Di masa depan pelaksana kegiatan KSS akan tetap beragam, sebagaimana juga yang terjadi pada saat ini yang masih terserak di Kementerian dan Lembaga-lembaga teknis serta center of excellences terkait. Sumber-sumber kegiatan KSS juga tetap bervariasi termasuk dari dana Lembaga Dana Kerja sama Pembangunan Indonesia (LDKPI), alokasi dana untuk K/L dan dana dari mitra-mitra Pembangunan International seperti GIZ, UNDP, JICA, KOICA, TIKA, dll.
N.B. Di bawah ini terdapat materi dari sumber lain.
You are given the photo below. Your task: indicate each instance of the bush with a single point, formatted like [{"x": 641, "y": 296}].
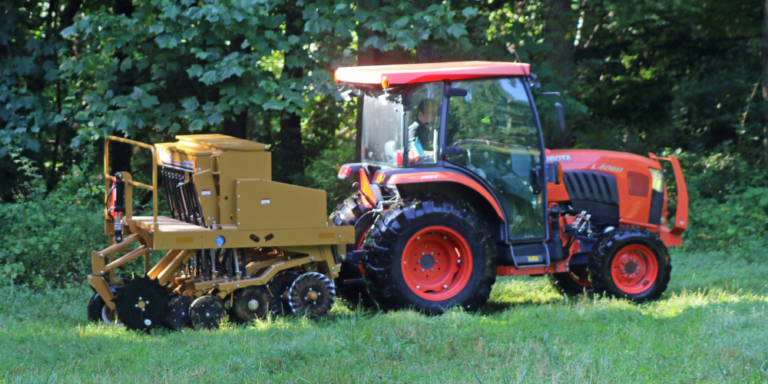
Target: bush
[
  {"x": 728, "y": 201},
  {"x": 47, "y": 237}
]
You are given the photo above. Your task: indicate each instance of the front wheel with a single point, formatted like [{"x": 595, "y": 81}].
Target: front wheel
[
  {"x": 630, "y": 263},
  {"x": 430, "y": 254}
]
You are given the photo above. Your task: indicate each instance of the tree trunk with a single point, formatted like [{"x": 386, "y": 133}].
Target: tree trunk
[
  {"x": 121, "y": 153},
  {"x": 559, "y": 32},
  {"x": 764, "y": 63},
  {"x": 371, "y": 56},
  {"x": 289, "y": 152}
]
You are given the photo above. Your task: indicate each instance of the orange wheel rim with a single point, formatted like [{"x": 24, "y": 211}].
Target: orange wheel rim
[
  {"x": 436, "y": 263},
  {"x": 634, "y": 269}
]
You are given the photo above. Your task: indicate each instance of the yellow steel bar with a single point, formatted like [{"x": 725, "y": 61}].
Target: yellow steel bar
[
  {"x": 154, "y": 169},
  {"x": 135, "y": 183},
  {"x": 134, "y": 254},
  {"x": 155, "y": 271},
  {"x": 171, "y": 268},
  {"x": 262, "y": 279},
  {"x": 117, "y": 247}
]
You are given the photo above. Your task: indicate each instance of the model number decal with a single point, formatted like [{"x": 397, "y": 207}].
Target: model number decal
[{"x": 608, "y": 168}]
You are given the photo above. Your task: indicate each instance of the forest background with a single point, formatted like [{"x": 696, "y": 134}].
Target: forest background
[{"x": 682, "y": 77}]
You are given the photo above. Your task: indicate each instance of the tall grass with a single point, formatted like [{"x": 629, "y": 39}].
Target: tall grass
[{"x": 710, "y": 327}]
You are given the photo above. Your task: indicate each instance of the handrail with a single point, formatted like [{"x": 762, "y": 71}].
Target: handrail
[{"x": 152, "y": 188}]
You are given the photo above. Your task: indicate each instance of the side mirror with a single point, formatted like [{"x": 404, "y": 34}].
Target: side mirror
[
  {"x": 347, "y": 95},
  {"x": 456, "y": 92},
  {"x": 452, "y": 151},
  {"x": 560, "y": 116}
]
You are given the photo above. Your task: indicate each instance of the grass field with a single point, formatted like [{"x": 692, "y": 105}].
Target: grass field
[{"x": 711, "y": 326}]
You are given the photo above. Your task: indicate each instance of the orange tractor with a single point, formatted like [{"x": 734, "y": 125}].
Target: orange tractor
[{"x": 455, "y": 188}]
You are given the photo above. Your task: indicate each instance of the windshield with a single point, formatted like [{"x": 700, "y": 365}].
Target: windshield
[
  {"x": 386, "y": 116},
  {"x": 382, "y": 130}
]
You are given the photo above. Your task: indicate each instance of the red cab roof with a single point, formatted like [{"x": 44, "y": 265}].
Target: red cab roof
[{"x": 422, "y": 73}]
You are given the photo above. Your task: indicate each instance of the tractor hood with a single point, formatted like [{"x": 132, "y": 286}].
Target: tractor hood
[{"x": 598, "y": 159}]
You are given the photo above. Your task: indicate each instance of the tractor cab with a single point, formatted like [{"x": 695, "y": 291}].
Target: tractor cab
[{"x": 473, "y": 120}]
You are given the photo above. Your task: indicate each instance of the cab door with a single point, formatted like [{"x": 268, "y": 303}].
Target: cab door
[{"x": 495, "y": 128}]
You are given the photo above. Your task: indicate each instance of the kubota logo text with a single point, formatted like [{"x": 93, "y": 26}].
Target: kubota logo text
[
  {"x": 608, "y": 168},
  {"x": 552, "y": 159}
]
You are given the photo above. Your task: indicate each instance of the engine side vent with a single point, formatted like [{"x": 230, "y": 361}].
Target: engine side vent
[
  {"x": 592, "y": 186},
  {"x": 594, "y": 192}
]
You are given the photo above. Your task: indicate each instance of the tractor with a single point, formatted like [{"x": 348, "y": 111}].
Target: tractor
[
  {"x": 237, "y": 244},
  {"x": 455, "y": 188}
]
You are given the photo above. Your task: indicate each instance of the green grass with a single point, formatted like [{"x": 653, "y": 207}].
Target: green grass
[{"x": 711, "y": 326}]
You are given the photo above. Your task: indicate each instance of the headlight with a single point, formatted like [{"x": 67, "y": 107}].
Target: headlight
[{"x": 657, "y": 180}]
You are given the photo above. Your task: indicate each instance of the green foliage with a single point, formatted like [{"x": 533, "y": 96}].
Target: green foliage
[
  {"x": 47, "y": 238},
  {"x": 728, "y": 202}
]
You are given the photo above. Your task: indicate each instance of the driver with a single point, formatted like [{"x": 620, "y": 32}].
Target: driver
[{"x": 418, "y": 133}]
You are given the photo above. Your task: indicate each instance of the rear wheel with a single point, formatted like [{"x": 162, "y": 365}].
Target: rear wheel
[
  {"x": 430, "y": 254},
  {"x": 99, "y": 311},
  {"x": 572, "y": 283},
  {"x": 630, "y": 263}
]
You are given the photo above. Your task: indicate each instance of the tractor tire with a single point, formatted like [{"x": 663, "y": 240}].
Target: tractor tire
[
  {"x": 400, "y": 256},
  {"x": 630, "y": 263},
  {"x": 352, "y": 212},
  {"x": 98, "y": 311},
  {"x": 575, "y": 282}
]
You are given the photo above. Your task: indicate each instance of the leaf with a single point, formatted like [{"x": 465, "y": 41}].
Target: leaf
[
  {"x": 149, "y": 101},
  {"x": 274, "y": 104},
  {"x": 195, "y": 70},
  {"x": 457, "y": 30},
  {"x": 377, "y": 26},
  {"x": 156, "y": 28},
  {"x": 126, "y": 64},
  {"x": 137, "y": 93},
  {"x": 196, "y": 125},
  {"x": 69, "y": 31},
  {"x": 190, "y": 104},
  {"x": 208, "y": 77},
  {"x": 469, "y": 11},
  {"x": 402, "y": 22}
]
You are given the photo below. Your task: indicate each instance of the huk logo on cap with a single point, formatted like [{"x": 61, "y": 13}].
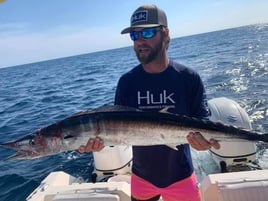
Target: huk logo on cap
[{"x": 140, "y": 16}]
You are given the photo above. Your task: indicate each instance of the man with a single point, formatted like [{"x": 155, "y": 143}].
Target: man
[{"x": 159, "y": 83}]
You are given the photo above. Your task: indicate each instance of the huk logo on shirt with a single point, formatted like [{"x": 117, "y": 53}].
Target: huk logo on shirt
[
  {"x": 149, "y": 98},
  {"x": 139, "y": 17}
]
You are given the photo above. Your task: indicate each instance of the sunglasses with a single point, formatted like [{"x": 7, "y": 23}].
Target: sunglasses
[{"x": 146, "y": 33}]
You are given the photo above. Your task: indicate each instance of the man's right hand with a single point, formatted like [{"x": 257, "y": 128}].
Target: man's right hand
[{"x": 93, "y": 144}]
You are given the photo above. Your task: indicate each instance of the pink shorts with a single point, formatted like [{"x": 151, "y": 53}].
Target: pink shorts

Standarisasi instrumen dan metode monev menjadi urgent untuk dikembangkan. Indonesia perlu pula mengembangkan aplikasi digital yang dapat mempermudah pelaksanaan monev dan sekaligus pula pelaporan dan publikasi secara luas.
Data base alumni peserta pelatihan di Indonesia dan di luar negeri melalui expert dispatch juga sangat penting untuk kegiatan Monev. Alumni pelatihan tersebut memiliki peran potensial menjadi friends of Indonesia (Sahabat Indonesia) yang dapat menjaga memori jangka Panjang tentang kontribusi Indonesia bagi negara-negara mereka dan sekaligus mendukung diplomasi Indonesia secara luas.
Pada akhir kegiatan jaring masukan tersebut, moderator menyampaikan simpulan terkait masukan-masukan yang disampaikan narasumber dan tanggapan dari para peserta kegiatan. Terdapat kesamaan pandangan tentang pentingnya monev yang terstruktur, terukur dan berbasis hasil. Sistem pelaporan kegiatan KSS juga masih perlu diperkuat supaya dapat dikapitalisasi untuk kegiatan selanjutnya.